The Caged Bird
I look out the glass doors of my second floor room, and on the neighbor’s porch hangs a cage. It’s black metal, maybe a foot in diameter and two feet high, if that. It sways slowly with the wind. No toys, no mirror. A solitary bar, with a little dish, is all that makes up its structure, and, there the bird is perched. Once in a while, I’ll see it momentarily climb on the side of the cage, just for a second, and then it jumps back to the bar. It chirps, and just as intermittently it twitters, but mostly, it just sits and sits.
I feel such grief for this bird. Born to fly but caged. Meant to hunt but fed. Supposed to mingle with nature but forced to watch aimlessly as other, free birds and creatures soar and roam. The act of caging any being makes my stomach turn. When I see this bird, I feel nauseous. It’s like sorrow retching from my gut.

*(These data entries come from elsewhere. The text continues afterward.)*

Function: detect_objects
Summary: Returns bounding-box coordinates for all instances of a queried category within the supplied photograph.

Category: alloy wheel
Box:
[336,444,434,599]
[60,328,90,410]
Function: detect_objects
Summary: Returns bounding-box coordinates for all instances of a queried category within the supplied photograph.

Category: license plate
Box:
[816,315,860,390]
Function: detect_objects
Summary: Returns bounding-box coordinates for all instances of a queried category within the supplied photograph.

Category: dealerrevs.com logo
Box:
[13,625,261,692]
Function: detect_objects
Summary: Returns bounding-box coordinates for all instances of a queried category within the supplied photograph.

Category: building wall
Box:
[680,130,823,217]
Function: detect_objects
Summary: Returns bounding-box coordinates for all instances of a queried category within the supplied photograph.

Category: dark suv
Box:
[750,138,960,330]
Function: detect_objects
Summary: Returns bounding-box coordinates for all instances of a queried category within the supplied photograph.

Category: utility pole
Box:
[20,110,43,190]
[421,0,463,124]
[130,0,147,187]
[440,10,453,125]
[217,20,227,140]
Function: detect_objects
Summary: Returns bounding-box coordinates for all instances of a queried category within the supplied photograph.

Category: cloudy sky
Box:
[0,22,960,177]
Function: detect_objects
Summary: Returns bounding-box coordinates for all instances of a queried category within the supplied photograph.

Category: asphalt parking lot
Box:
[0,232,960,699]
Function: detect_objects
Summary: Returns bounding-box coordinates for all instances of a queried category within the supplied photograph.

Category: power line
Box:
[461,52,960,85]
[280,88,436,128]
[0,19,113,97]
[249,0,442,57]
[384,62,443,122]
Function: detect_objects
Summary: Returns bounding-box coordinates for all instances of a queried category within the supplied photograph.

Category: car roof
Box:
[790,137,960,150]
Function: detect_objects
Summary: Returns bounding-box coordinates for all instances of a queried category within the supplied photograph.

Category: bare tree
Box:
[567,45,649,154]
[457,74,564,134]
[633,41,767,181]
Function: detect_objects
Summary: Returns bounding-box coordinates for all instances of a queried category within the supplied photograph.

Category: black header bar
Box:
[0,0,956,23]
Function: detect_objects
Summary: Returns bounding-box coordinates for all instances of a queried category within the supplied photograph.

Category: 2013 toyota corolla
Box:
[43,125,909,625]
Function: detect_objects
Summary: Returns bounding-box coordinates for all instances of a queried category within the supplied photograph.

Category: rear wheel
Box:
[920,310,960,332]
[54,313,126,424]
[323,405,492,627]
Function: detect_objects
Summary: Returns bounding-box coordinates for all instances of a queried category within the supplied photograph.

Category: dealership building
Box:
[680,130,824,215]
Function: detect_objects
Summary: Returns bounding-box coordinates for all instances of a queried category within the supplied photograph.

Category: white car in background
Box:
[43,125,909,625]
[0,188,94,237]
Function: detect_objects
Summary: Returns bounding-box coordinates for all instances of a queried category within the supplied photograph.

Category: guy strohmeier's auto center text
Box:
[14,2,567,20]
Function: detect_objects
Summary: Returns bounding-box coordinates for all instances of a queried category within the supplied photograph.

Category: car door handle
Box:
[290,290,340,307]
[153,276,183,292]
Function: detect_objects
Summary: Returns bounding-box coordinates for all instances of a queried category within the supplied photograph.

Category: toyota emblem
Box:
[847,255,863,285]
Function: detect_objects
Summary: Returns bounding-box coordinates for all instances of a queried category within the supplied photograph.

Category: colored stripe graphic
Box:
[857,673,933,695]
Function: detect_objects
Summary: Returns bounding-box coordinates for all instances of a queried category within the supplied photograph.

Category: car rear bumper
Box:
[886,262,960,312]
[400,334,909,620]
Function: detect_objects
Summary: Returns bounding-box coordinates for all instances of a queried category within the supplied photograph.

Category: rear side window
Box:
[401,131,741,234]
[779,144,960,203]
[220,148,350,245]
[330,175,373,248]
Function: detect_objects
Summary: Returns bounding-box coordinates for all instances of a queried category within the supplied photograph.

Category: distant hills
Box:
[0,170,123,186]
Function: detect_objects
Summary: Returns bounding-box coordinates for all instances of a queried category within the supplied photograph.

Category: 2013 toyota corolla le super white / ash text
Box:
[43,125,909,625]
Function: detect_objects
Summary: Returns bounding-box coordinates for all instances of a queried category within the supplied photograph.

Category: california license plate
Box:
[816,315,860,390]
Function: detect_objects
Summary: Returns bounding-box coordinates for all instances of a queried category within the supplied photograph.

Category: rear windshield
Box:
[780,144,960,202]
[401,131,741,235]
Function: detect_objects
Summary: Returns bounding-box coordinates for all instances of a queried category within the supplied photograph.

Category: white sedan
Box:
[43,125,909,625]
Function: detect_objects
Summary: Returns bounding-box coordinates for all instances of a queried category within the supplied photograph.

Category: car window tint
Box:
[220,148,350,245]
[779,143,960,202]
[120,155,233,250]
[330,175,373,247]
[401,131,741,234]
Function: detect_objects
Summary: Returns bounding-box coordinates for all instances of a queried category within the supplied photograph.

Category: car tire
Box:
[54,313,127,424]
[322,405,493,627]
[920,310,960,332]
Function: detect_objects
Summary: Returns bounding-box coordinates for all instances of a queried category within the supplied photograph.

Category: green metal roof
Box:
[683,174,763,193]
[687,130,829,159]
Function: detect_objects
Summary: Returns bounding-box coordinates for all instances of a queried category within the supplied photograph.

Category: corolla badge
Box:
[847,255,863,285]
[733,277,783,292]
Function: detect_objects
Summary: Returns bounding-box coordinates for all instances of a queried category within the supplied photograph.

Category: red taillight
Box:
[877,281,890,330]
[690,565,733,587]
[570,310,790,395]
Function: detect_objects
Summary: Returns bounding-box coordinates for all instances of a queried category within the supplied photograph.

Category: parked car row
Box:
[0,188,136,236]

I think about sneaking over there, quietly, in the night, and setting it free. This, too, feels wrong. Because I know it’s a non-truth that freeing one bird would change this world, this place, where so many humans feel the impetus and right to cage things – fish, bears, humans… a songbird. And, it’s not like I can. There’s dogs and gates and walls and police. Well, of course I can, but the result and repercussions wouldn’t make sense.
If I were to free this bird, they would just cage another one.